By Staff writer
New report says decline is likely to continue for the next 12 months, possibly up to 18 months
Residential property prices continued to fall during the first half of 2016, with values expected to decline further until the end of 2017, according to a new report.
Phidar Advisory's latest Dubai residential research note said "soft demand" was behind the latest price drops rather than supply which has expanded slowly over the past 30 months.
During Q2, apartment lease rates declined 2.2 percent, while sale prices declined 3.7 percent, pushing gross yields up to 7.9 percent, according to Phidar House Price Index.
Lease rates for villas decreased 3.6 percent and sale prices declined 1.1 percent, which pushed yields down to 4.7 percent, it added.
Jesse Downs, managing director of Phidar Advisory, said: “The compression of villa yields is unsustainable and should slowly reverse in the coming year.
“Sale prices and rent declines for both villas and apartments will likely continue for the next 12 months, possibly up to 18 months,” she added.
Downs also said that the strong US dollar is one of the biggest barriers to a Dubai real estate recovery. "Unfortunately, a strong dollar also is usually associated with a low oil price, signifying a double hit to the market,” she said.

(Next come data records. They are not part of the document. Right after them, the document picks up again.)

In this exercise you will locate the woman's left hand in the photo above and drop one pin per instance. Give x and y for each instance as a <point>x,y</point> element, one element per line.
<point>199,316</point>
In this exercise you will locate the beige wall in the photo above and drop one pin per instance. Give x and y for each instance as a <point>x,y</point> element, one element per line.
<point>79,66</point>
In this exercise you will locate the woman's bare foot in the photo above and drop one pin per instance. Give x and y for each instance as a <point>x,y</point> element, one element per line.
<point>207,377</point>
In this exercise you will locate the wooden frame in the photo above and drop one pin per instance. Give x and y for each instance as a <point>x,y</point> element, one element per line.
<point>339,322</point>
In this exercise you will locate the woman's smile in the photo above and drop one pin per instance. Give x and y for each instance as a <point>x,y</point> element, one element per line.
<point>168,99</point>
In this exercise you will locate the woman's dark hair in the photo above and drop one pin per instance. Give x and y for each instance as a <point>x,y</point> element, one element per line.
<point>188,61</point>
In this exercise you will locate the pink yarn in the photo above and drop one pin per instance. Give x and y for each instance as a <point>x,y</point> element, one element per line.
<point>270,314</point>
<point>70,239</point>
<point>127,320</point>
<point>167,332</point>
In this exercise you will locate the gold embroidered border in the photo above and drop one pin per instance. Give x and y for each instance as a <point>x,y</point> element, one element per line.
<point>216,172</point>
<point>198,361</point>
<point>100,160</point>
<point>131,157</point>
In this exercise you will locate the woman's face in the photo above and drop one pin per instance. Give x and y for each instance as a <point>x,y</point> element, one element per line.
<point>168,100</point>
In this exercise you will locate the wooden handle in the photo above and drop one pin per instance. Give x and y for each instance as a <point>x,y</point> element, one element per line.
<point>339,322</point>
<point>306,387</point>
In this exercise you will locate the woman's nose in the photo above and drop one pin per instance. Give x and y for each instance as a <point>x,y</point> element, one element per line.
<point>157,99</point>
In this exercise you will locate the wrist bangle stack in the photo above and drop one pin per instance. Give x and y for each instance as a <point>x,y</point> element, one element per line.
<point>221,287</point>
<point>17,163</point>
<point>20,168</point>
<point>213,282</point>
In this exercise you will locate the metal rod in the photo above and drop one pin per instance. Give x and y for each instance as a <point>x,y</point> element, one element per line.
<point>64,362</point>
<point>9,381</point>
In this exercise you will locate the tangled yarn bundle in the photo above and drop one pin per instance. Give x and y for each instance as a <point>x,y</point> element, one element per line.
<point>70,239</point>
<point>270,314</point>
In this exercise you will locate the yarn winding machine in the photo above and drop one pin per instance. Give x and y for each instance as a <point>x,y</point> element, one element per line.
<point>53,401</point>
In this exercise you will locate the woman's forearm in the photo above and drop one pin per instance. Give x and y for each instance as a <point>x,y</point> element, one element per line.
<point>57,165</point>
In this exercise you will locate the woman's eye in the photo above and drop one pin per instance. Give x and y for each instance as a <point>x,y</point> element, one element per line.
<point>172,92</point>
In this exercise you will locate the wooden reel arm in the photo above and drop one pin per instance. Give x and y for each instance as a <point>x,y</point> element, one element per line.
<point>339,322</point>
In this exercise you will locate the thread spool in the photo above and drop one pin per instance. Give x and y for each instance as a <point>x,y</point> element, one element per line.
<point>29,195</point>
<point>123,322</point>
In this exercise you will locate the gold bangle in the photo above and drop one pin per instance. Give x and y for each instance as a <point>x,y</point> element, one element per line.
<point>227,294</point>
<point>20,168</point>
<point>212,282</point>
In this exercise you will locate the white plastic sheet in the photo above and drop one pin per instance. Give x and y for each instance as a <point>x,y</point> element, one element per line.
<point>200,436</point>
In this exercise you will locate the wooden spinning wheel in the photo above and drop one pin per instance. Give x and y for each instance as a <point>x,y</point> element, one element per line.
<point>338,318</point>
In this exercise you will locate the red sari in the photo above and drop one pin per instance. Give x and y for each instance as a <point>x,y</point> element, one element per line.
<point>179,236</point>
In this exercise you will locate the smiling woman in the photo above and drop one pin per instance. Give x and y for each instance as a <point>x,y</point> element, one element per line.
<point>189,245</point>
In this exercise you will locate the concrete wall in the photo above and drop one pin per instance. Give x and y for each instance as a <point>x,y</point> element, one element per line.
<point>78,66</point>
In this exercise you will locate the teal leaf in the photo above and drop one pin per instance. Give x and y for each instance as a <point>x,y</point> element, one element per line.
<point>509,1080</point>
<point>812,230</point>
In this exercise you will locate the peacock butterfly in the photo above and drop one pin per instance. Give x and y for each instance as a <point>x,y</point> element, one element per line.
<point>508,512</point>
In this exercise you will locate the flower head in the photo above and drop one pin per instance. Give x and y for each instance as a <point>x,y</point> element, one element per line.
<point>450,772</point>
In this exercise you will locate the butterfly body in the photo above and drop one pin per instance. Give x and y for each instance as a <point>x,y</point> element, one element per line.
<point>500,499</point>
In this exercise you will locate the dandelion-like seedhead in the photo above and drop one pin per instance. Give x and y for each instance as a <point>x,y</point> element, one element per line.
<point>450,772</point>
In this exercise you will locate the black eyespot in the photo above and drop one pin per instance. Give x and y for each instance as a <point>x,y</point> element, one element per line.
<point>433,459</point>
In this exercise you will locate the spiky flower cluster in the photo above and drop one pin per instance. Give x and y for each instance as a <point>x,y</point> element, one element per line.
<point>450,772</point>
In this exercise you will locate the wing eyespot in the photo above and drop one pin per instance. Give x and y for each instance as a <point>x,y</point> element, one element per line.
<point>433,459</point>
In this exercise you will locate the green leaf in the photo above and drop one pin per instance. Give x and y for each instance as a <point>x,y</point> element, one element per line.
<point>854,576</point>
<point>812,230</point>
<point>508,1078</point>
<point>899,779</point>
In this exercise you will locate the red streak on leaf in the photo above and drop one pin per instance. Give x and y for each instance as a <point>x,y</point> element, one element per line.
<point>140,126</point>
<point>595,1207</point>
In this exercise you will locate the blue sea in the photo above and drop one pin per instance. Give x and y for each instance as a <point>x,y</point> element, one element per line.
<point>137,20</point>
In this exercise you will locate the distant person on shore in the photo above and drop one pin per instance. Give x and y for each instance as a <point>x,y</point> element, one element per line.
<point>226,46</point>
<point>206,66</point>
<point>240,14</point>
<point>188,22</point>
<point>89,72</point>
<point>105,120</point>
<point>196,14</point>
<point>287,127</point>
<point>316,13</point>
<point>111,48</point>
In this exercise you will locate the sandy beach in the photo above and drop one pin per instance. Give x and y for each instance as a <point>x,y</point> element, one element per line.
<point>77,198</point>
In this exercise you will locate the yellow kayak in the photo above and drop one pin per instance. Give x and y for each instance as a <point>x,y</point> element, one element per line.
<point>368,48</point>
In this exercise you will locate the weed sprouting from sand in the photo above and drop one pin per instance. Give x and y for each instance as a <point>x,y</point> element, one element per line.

In 2015, foreign nationals purchased over 80 percent of real estate investment in Dubai. From that portion, 82 percent was purchased from foreign nationals outside of the GCC, most of which are from countries with floating exchange rates.
In Q2, Phidar’s Dubai Real Estate Investment Demand Index remained flat, on the back of a strong, but stable, US dollar.
Since mid-2014, currency fluctuations have created inflationary shocks for foreign buyers of Dubai real estate.